Nelle trasmissioni nazionali il caso ha un grande risalto. Qualche professionista ha parlato di «rimozione» dell’accaduto da parte della 21enne. Ma cosa si intende dal punto di vista psichiatrico?
«Rimozione o dissociazione sono dei meccanismi mentali di difesa che mettiamo in atto nel momento in cui commettiamo qualcosa di talmente brutto, inaccettabile, tremendo, da cui vogliamo assolutamente prendere le distanze. Significa prendere il distacco da noi stessi da ciò che abbiamo commesso, dimenticando il fatto. Io non darei per scontato che in un caso come questo sia avvenuto un meccanismo di rimozione o di dissociazione. Questo è tutto da verificare: la ragazza andrà sottoposta a test psicodiagnostici, a valutazioni psichiatriche accurate e approfondite, ma spesso però la dissociazione e la rimozione vengono strumentalizzate dai legali, ma non sempre avviene. Al momento non sarei così convinta che questo sia accaduto, non abbiamo elementi per poterlo affermare».
Ci sono condizioni particolari perché si verifichi? «Un fatto di questo tipo è molto particolare, non c’è soltanto un omicidio, che può essere un evento che, come inizia, finisce in un arco temporale molto ristretto. Qui abbiamo anche da analizzare una gravidanza che dura nove mesi. Come fa una persona a rimuovere anche nove mesi della sua vita? Questo mi lascia sinceramente molto perplessa, così come il contesto famigliare».
«Spesso si ricerca a tutti i costi una situazione psicopatologica per affrontare un evento così traumatico perché non siamo predisposti ad accettare che una donna possa fare una cosa del genere. E sicuramente questa persona dal punto di vista mentale non è sana, perché se no non lo avrebbe fatto, ma questo non implica che abbia avuto un meccanismo difensivo».
Hanno anche paragonato il caso Vignale con quello del giovane 17enne che nel Milanese ha ucciso il fratello, il padre, la madre, secondo la retorica della famiglia apparentemente perfetta.
«Non necessariamente un contesto apparentemente per bene, con la villetta, la station wagon e il cane significa che le dinamiche famigliari siano sane. Anzi.
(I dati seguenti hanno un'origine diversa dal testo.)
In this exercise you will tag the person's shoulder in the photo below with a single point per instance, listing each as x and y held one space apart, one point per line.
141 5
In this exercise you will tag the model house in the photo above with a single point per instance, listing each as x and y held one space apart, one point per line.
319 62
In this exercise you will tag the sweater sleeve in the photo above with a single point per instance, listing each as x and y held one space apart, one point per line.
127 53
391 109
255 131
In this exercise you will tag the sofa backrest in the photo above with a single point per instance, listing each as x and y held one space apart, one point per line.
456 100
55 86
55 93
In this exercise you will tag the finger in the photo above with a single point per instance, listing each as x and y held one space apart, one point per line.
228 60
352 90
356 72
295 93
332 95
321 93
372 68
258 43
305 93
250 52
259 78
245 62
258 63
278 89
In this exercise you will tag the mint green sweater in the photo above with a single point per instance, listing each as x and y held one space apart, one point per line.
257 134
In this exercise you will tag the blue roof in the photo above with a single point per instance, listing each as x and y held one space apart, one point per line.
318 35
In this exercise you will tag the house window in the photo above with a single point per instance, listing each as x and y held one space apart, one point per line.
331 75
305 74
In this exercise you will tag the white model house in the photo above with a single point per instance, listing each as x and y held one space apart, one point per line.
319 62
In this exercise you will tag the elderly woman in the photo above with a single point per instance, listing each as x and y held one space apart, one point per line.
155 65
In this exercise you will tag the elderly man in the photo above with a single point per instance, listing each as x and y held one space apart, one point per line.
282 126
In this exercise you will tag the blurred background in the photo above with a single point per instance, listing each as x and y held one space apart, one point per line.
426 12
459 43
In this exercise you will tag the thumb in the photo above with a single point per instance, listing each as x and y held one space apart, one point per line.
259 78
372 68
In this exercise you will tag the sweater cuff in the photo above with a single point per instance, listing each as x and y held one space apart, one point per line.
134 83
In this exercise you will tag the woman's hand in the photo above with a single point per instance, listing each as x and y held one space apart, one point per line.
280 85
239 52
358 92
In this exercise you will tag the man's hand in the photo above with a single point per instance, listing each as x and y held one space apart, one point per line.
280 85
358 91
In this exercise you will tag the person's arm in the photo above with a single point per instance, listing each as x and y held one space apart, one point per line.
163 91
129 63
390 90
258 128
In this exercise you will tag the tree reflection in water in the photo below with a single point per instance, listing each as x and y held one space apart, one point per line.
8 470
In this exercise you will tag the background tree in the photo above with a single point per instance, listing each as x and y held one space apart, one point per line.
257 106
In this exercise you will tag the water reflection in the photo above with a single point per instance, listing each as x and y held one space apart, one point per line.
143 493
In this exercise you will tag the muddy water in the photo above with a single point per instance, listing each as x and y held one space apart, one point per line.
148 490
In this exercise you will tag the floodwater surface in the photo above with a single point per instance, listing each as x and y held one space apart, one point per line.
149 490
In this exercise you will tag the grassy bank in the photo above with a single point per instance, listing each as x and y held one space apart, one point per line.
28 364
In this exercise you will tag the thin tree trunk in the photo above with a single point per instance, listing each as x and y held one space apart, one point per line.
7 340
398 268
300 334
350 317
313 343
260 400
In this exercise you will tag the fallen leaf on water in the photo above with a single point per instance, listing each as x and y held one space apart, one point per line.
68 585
Quello che accade in un contesto familiare lo sanno solo le persone che ci vivono».
«La famiglia perfetta non esiste - continua -. I social media ci hanno spinto a far voler sempre fare apparire le cose in modo diverso da quello che sono, essere sempre migliori di quello che siamo, sia da un punto di vista estetico, nei posti che frequentiamo, nelle relazioni. Basta vedere le foto di quella famiglia, tutti sorridenti. Questo non significa stare bene insieme, non significa affrontare le cose in maniera sana e approfondita, ma spesso, proprio perché si da molto l’importanza all’apparire in un determinare modo, si nega quasi che i figli possano avere delle problematiche profonde. Voler nasconderlo agli altri, ma anche a se stessi» conclude.